Revisions are a routine part of the data process and do not mean earlier figures were wrong. The Bureau of Labor Statistics says they primarily reflect “additional reports received from businesses and government agencies since the last published estimates.”
The average monthly change over the last 12 months is now just 36,000 jobs, the BLS said, according to NBC News.
Wage growth also remained below inflation for a third straight month. Average hourly earnings rose 3.5% in June, below the most recent inflation reading of 4.2%.

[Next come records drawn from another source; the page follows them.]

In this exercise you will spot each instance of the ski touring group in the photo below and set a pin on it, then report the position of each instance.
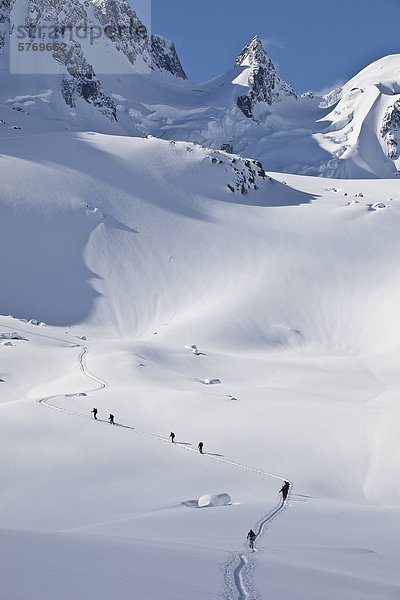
(251, 536)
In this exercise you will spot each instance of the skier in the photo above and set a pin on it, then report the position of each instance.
(251, 536)
(285, 490)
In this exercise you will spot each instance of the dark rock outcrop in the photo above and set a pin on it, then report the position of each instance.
(264, 82)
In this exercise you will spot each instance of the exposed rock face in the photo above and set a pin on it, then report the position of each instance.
(75, 26)
(165, 57)
(390, 130)
(263, 80)
(80, 86)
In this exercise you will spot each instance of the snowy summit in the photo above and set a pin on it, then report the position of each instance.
(198, 321)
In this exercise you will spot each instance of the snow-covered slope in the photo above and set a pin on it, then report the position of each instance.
(108, 73)
(131, 251)
(363, 132)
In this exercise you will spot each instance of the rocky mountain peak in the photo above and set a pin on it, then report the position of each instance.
(262, 78)
(252, 54)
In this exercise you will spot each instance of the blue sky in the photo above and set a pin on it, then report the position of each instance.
(314, 43)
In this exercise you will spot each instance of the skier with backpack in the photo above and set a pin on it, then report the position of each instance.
(285, 490)
(251, 536)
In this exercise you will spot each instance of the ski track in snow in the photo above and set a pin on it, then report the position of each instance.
(238, 569)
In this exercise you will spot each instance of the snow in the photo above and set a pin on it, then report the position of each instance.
(291, 297)
(214, 500)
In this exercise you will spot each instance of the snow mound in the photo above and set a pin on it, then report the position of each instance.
(214, 500)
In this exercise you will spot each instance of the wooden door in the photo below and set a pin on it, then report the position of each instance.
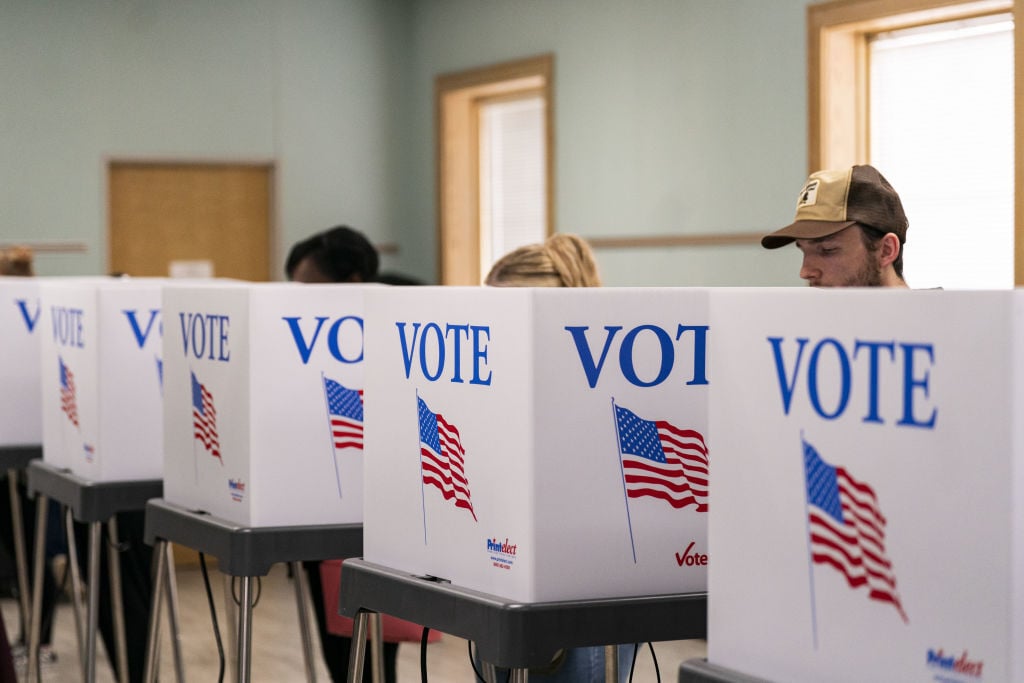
(166, 212)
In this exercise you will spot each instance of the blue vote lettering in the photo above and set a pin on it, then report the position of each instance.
(627, 352)
(30, 319)
(205, 335)
(68, 326)
(142, 335)
(830, 366)
(433, 347)
(305, 349)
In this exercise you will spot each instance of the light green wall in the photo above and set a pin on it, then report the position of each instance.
(672, 116)
(310, 85)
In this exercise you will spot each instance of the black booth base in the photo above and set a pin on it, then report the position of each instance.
(90, 501)
(514, 634)
(249, 551)
(700, 671)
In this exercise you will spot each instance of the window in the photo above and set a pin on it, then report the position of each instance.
(495, 164)
(512, 177)
(926, 93)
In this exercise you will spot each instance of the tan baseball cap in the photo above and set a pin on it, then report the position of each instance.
(833, 201)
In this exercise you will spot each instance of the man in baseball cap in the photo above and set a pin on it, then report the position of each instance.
(851, 227)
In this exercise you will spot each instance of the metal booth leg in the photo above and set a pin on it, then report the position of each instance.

Job gains were concentrated in a few areas. Professional and business services posted the largest increase, adding 36,000 jobs. Health care added 22,000 jobs, continuing to grow but at a slower pace than its 38,000 average monthly gain over the prior year, the Labor Department said. NBC News reported that health care accounted for almost all overall job growth in 2025 and has remained the primary driver of labor market growth this year.
Leisure and hospitality lost 61,000 jobs in June, a notable decline in a sector economists watch closely because hotel and restaurant activity can signal shifts in consumer spending. CBS News reported that the drop surprised some economists who had expected hiring in the sector to strengthen because of the World Cup.
Other industries showed little movement. The BLS said hiring in oil and gas, construction, manufacturing, retail trade, transportation, financial activities and government “showed little or no change over the month,” according to NBC News.
The report was released on Thursday rather than the usual Friday because U.S. bond and stock markets were set to close Friday, July 3, for the Independence Day observance.
Some economists said the report showed a labor market that remains stable but less vigorous than earlier in the year. Jerry Tempelman, vice president of economic and fixed income research at Mutual of America Capital Management, said hiring has held up despite pressure from inflation and global tensions.
“Geopolitical and inflationary headwinds have had only a minimal effect on slowing or preventing hiring to this point, and payroll growth has already surpassed last year’s pace,” he said in an email.
Others urged caution. The hiring rate has stayed low in recent months, weighing on consumers’ confidence about finding a new job, CBS News reported. JPMorgan Chase economist Abiel Reinhart wrote Wednesday that “there could be a summer slowdown,” noting that the three-month average in private jobs bottomed in August in each of the last two years.
Jennifer Timmerman, senior investment strategy analyst at Wells Fargo, said the latest data point more to stabilization than a fresh surge in hiring.
“Overall, we view the broad mosaic of jobs data as consistent with labor-market stabilization from weakness in late 2025, rather than renewed strength,” she said.